Maas creates a pod machine even when a machine tag is set as a constraint

Bug #1706196 reported by Jason Hobbs
8
This bug affects 1 person
Affects Status Importance Assigned to Milestone
MAAS
Fix Released
High
Newell Jensen
2.2
Fix Released
High
Newell Jensen

Bug Description

I am using pods, and have VMs created from those pods in three zones that I've created (zone1, zone2, zone3). There is also a 'default' zone in MAAS, which I'm not allowed to edit or delete, and has no nodes in it.

When I juju bootstrap without a 'zone' placement directive, juju tries first to allocate a vm from the 'default' zone in MAAS. MAAS sees that there is no matching node, then that I'm using pods, and creates a new VM to respond to juju's request for a node.

My expected behavior here is for juju to end up bootstrapping onto one of the existing VMs in one of the zones with nodes in it. I can get that by using a '--to zone=zone1' placement directive, but I shouldn't have to - it should just work and use one of the existing VMs.

This also affects juju's "enable-ha" command, where there is no ability to specify zone. In that case there is no workaround - it always tries to use the default zone rather than the zones I'm using that already have machines available. The only solution here is to use the default zone, even though I don't want a zone named 'default'.

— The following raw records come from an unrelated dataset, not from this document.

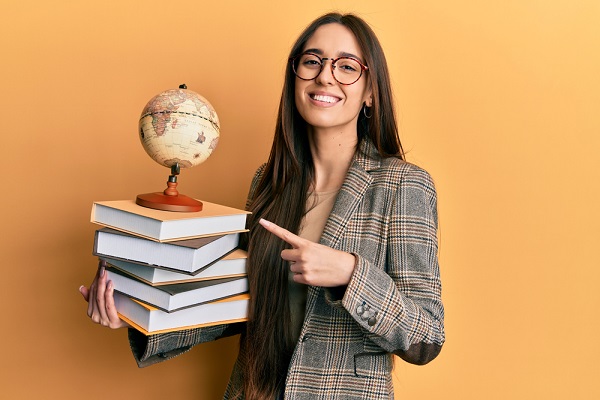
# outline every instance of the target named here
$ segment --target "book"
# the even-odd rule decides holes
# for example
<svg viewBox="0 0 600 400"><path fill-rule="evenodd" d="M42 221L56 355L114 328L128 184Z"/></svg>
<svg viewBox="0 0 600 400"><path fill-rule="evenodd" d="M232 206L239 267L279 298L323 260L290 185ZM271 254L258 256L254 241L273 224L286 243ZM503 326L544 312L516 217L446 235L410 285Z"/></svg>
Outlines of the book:
<svg viewBox="0 0 600 400"><path fill-rule="evenodd" d="M225 257L204 268L201 268L199 271L196 271L194 275L157 268L149 264L133 263L110 257L100 258L106 261L109 266L117 268L118 270L125 272L126 274L129 274L148 285L158 286L202 281L206 279L244 276L246 275L247 256L248 253L245 250L236 249L227 254Z"/></svg>
<svg viewBox="0 0 600 400"><path fill-rule="evenodd" d="M150 286L116 268L105 269L115 291L161 310L172 312L248 291L248 278L221 278L173 285Z"/></svg>
<svg viewBox="0 0 600 400"><path fill-rule="evenodd" d="M202 201L202 211L173 212L134 200L96 201L91 222L159 242L246 231L248 211Z"/></svg>
<svg viewBox="0 0 600 400"><path fill-rule="evenodd" d="M237 248L239 239L239 233L229 233L161 243L101 228L95 233L93 254L194 273Z"/></svg>
<svg viewBox="0 0 600 400"><path fill-rule="evenodd" d="M145 335L246 321L250 300L241 294L167 313L119 292L114 297L119 317Z"/></svg>

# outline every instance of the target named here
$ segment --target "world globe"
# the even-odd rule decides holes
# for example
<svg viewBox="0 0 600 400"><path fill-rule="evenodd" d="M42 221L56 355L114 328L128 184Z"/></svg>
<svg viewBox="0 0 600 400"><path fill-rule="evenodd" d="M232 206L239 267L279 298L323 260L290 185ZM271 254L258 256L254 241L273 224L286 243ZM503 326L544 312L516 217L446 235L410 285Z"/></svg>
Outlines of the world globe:
<svg viewBox="0 0 600 400"><path fill-rule="evenodd" d="M202 202L177 191L180 168L204 162L219 143L219 117L204 97L180 85L154 96L139 120L139 136L146 153L171 168L163 192L140 194L136 204L164 211L195 212Z"/></svg>
<svg viewBox="0 0 600 400"><path fill-rule="evenodd" d="M150 99L139 120L144 150L165 167L191 168L206 161L219 143L219 130L213 106L185 85Z"/></svg>

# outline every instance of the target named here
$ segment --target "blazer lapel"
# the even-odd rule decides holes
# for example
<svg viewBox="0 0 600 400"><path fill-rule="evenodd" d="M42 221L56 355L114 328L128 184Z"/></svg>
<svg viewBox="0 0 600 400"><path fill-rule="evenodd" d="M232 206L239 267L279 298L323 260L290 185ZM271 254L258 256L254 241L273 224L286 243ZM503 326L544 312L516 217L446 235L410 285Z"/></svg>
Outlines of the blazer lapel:
<svg viewBox="0 0 600 400"><path fill-rule="evenodd" d="M381 161L373 145L363 140L356 152L352 164L346 174L346 179L340 188L333 205L333 210L327 219L320 243L335 248L343 236L350 218L362 201L367 188L373 181L369 173L378 168Z"/></svg>

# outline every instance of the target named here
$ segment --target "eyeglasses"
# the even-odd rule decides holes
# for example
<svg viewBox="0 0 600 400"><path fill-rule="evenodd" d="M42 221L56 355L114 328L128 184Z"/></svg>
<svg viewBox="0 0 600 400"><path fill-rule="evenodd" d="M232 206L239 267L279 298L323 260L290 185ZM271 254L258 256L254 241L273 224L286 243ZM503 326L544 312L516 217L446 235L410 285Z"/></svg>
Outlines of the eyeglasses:
<svg viewBox="0 0 600 400"><path fill-rule="evenodd" d="M369 69L353 57L321 58L314 53L302 53L290 58L296 76L304 81L315 79L323 71L325 61L331 61L331 74L342 85L352 85Z"/></svg>

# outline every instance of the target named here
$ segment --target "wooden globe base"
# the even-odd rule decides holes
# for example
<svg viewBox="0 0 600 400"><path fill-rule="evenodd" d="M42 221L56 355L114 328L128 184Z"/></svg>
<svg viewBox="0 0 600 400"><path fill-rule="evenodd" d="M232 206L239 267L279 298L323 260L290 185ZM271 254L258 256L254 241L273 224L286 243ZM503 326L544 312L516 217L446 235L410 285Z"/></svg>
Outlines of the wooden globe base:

Here's part of the maas.log where the node was created:

Jul 24 20:09:01 infra1 maas.api: [info] Request from user root to acquire a machine with constraints: [('agent_name', ['4fc971aa-41fc-4bae-8ac8-724fd407c338']), ('zone', ['default']), ('mem', ['3584']), ('tags', ['vm'])]
Jul 24 20:09:03 infra1 maas.drivers.pod.virsh: [info] living-deer: Successfully set network boot order
Jul 24 20:09:04 infra1 maas.node: [info] living-deer: Storage layout was set to flat.
Jul 24 20:09:04 infra1 maas.node: [info] living-deer: Status transition from READY to ALLOCATED
Jul 24 20:09:04 infra1 maas.node: [info] living-deer: allocated to user root
Jul 24 20:09:05 infra1 maas.interface: [info] Allocated automatic IP address 10.245.222.20 for eth0 (physical) on living-deer.
Jul 24 20:09:05 infra1 maas.node: [info] living-deer: Status transition from ALLOCATED to DEPLOYING
Jul 24 20:09:06 infra1 maas.power: [info] Changing power state (on) of node: living-deer (pmmn6n)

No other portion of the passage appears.